Ventes de F16 à Taïwan. Début octobre, Charles Raymond Burghard, Directeur l’Institut Américain à Taïwan, qui fait office d’ambassade officieuse, rassurait ses correspondants taïwanais, rappelant que Washington étudiait sérieusement la vente de F.16 à l’Ile, en dépit de considérables pressions de la Chine. Le 6 octobre, le porte parole de l’armée de l’air taïwanaise annonçait que le gouvernement avait mis en place les crédits pour la remise à niveau des F-16 A/B achetés au début des années 90. A Taïwan beaucoup craignent cependant que l’ombre portée de la Chine et les souhaits de la Maison Blanche de limiter les désaccords avec Pékin constituent un obstacle majeur au remplacement des F-16 vieillissants.

Le parti indépendantiste assouplit sa position. Le 17 septembre, Tsai Ying Wen, présidente du DPP annonçait que s’il revenait au pouvoir son parti poursuivrait la politique du KMT avec la Chine, ajoutant que toute modification des accords devrait être entérinée par le Yuan législatif. Elle a également précisé que le DDP n’organiserait pas de référendum populaire pour pousser à la révision des accords conclus avec Pékin et qu’en revanche, il accorderait la priorité à la stabilité des relations dans le Détroit : « Nous devons regagner la confiance du peuple ». Au risque de déplaire à sa base politique, dont l’objectif reste l’indépendance de l’Ile, Tsai a récemment affirmé à plusieurs reprises que son parti était prêt à développer des relations avec la Chine, sans conditions préalables. L’ajustement politique, qui marque une nette évolution de la stratégie du parti par rapport à celle de l’ère Chen Shui Bian, découle de la prise de conscience par l’état-major du DPP que le radicalisme anti chinois ne recueillerait jamais l’approbation de la majorité des électeurs de l’Ile.

Exercice conjoint de sauvetage en mer entre la Chine et Taïwan. Le 16 septembre dernier, 14 garde-côtes et patrouilleurs appartenant aux marines chinoise et taïwanaise et trois hélicoptères (2 Sikorski S 76-C d’origine américaine de la sécurité civile de Xiamen et 1 Dauphin d’origine française, appartenant aux gardes-côtes taïwanais), ont conduit un exercice conjoint de sauvetage en mer dans l’étroit bras de mer situé entre les côtes chinoises de Xiamen et l’Ile de Jinmen (7 km en moyenne), qui fut la cible répétée de l’artillerie chinoise dés les premières années de la République populaire.

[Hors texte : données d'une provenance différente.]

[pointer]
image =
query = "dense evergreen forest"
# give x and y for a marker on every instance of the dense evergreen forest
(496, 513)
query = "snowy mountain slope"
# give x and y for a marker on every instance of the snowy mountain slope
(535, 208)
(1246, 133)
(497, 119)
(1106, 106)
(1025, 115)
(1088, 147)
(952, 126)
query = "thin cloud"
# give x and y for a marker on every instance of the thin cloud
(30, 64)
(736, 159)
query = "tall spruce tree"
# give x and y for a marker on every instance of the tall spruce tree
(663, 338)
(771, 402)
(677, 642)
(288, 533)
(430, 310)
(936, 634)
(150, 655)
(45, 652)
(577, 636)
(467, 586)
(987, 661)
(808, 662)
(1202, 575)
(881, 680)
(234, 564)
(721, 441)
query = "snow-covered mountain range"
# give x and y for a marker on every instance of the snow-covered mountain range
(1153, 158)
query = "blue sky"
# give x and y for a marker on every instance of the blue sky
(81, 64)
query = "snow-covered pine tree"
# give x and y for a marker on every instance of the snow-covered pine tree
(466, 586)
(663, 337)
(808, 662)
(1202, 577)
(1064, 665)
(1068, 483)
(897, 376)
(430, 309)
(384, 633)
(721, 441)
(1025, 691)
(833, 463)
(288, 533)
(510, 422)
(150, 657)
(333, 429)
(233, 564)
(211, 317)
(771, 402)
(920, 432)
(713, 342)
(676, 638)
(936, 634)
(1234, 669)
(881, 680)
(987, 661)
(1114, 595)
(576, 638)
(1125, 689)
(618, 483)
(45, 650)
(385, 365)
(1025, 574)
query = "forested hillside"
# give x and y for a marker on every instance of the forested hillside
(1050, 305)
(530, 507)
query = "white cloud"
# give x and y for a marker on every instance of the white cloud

Le scénario, très réaliste, mettait en scène une collision entre un ferry rapide et un cargo, avec incendie et blessés à repêcher en mer. L’exercice, qui se déroulait dans une zone où le trafic et les échanges informels entre la Chine et Taïwan sont denses, démontre l’apaisement de la situation dans le Détroit. Il ne signifie cependant pas que les méfiances politiques ont été éliminées. Taïwan a en effet répondu avec une extrême prudence aux différents appels du pied de la Chine pour entamer une négociation politique - proposition pour diminuer le nombre des missiles pointés sur l’Ile et pour lancer des échanges entre les deux armées -.

Le 13 octobre, aux appels du pied de Yang Yi, porte parole du Bureau des affaires taïwanaises à Pékin, de lancer des échanges entre les deux armées, le premier ministre Taïwanais Wu Den-Yih a répondu que « le temps n’était pas encore venu pour ce type de contacts » et que « les échanges devaient rester concentrés sur les affaires économiques ». Les hésitations taïwanaises sur des questions toujours politiquement très sensibles dans l’Ile traduisent clairement les ambiguïtés du rapprochement entre les deux rives.